Police officers are held to a higher standard of behavior and thus have a reduced expectation of privacy even when they are not working, O'Grady argued in court. He noted that troopers can be punished for abusing alcohol or otherwise behaving "to the personal discredit of the member or to the discredit of the Division."

He also raised the possibility that the troopers might have violated a state police regulation that requires them to aid someone who is helpless.

"It may very well turn out that this individual who was admittedly intoxicated may have been helpless and you can certainly make an argument that someone who is helpless is not in a position to consent one way or another to sexual conduct," he said.

Sciarra scoffed at the suggestion.

"Three-quarters of us walking this Earth are probably here as the result of a little imbibing nine months earlier," he said.

Charles Sullivan, a professor at Seton Hall University School of Law who specializes in employment law, referred to the case of a police officer and two firefighters in New York who were fired for taking part in a parade skit in 1998 that mocked blacks.

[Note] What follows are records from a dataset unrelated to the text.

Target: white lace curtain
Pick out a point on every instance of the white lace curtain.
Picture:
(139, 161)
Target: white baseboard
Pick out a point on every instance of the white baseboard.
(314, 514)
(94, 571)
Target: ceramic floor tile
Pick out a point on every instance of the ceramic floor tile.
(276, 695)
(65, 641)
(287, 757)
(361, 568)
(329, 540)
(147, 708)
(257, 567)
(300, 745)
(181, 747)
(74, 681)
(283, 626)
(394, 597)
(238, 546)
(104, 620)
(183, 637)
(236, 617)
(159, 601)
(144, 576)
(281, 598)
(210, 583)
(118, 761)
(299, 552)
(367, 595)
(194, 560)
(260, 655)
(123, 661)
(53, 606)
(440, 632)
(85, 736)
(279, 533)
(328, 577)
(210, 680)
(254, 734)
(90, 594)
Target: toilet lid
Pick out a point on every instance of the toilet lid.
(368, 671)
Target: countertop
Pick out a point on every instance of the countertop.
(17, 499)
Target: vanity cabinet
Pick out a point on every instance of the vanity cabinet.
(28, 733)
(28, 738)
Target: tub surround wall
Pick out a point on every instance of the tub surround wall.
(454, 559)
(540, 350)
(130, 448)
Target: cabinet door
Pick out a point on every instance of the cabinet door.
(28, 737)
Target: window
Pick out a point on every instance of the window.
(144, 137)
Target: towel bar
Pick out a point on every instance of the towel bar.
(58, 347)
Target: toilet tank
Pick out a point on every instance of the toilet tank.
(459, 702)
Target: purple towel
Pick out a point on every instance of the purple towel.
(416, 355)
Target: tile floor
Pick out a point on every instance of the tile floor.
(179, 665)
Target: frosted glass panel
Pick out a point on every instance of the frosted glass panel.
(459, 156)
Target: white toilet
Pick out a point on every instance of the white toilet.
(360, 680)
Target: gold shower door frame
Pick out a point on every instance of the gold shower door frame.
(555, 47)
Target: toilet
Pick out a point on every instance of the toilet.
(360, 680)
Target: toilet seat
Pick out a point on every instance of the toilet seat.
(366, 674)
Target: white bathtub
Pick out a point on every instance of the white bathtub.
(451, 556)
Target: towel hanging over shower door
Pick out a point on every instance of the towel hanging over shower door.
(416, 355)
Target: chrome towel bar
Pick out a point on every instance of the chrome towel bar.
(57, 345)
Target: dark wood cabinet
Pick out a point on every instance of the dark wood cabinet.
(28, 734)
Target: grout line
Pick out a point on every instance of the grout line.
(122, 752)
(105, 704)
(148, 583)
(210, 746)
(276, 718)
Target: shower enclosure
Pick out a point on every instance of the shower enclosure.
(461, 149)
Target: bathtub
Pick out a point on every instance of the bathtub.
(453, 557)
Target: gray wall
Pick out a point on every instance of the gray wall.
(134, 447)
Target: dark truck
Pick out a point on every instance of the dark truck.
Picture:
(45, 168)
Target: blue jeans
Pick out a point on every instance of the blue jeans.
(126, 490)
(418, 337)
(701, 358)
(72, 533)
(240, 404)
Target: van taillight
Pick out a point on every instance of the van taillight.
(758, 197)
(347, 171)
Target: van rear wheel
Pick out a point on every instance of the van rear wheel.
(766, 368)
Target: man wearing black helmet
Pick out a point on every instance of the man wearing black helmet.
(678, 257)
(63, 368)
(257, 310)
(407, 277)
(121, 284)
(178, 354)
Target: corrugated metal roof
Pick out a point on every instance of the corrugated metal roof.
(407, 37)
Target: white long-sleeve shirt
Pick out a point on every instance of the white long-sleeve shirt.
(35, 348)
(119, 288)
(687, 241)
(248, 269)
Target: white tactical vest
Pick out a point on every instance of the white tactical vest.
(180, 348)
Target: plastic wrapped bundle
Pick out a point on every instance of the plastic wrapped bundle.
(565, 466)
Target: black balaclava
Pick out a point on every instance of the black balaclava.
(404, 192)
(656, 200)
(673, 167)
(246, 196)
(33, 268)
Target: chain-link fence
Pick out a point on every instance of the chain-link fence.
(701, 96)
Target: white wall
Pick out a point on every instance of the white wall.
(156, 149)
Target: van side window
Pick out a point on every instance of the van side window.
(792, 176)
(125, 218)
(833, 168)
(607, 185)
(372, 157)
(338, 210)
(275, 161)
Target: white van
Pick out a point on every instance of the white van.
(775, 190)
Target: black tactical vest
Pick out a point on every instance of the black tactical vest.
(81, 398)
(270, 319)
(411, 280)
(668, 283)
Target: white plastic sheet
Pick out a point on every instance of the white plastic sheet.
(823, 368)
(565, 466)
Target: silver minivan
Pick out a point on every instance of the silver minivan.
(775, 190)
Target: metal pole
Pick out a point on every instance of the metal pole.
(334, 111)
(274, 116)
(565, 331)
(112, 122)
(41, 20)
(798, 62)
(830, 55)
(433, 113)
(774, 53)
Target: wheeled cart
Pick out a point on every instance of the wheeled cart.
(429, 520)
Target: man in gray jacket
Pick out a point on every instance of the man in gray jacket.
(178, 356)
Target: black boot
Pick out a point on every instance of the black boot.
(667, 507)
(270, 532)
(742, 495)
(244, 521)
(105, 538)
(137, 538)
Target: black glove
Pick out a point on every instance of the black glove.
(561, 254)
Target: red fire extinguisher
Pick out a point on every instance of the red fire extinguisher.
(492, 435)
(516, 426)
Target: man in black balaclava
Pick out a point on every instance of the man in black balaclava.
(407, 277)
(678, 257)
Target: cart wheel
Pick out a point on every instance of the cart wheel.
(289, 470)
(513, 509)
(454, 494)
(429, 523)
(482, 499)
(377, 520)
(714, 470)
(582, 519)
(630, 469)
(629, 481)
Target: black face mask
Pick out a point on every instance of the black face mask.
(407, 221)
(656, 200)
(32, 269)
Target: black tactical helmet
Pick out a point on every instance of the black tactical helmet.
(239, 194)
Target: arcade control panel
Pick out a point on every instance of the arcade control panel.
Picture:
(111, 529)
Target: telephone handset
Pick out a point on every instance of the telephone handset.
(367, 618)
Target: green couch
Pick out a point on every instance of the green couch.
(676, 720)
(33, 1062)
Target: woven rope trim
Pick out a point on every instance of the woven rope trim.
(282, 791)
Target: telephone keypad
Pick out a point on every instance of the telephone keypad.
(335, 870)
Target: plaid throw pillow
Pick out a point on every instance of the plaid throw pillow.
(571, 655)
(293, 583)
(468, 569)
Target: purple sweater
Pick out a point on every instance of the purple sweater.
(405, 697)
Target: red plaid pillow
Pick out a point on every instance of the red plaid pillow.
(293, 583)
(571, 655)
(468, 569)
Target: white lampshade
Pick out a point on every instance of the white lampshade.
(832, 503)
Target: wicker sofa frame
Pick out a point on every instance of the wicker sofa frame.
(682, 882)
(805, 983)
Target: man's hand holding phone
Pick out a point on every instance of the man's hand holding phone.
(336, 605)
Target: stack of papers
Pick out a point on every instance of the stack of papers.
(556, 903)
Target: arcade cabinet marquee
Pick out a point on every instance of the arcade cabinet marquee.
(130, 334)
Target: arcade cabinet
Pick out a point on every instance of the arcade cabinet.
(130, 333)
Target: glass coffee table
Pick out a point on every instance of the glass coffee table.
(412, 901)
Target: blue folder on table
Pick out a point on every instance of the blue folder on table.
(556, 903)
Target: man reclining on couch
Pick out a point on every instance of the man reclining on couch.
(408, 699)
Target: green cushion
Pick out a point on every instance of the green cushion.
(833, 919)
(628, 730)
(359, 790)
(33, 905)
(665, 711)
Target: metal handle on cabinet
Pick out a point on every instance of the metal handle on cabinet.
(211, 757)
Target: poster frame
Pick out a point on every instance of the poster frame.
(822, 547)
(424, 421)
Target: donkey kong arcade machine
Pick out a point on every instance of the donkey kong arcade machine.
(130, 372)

The officer and firefighters were off-duty at the time, but a federal appeals court upheld their firing in 2006.

"We know that when police or firefighters bring the department into disrepute, being off the job doesn't protect them," Sullivan said.

He added that New Jersey State Police could reasonably expect to be able to question the troopers if only to compare details and establish any inconsistencies in their accounts.

Attorney Patricia Prezioso, who represents the trooper in whose house the alleged incident occurred, said her client does not object to being interviewed, but she is concerned about how far the questioning could go.

"The concern is whether it's necessary for the interview to go into details of an area that is subject to privacy protection," she said. "I think clearly they could resolve their issues without doing that."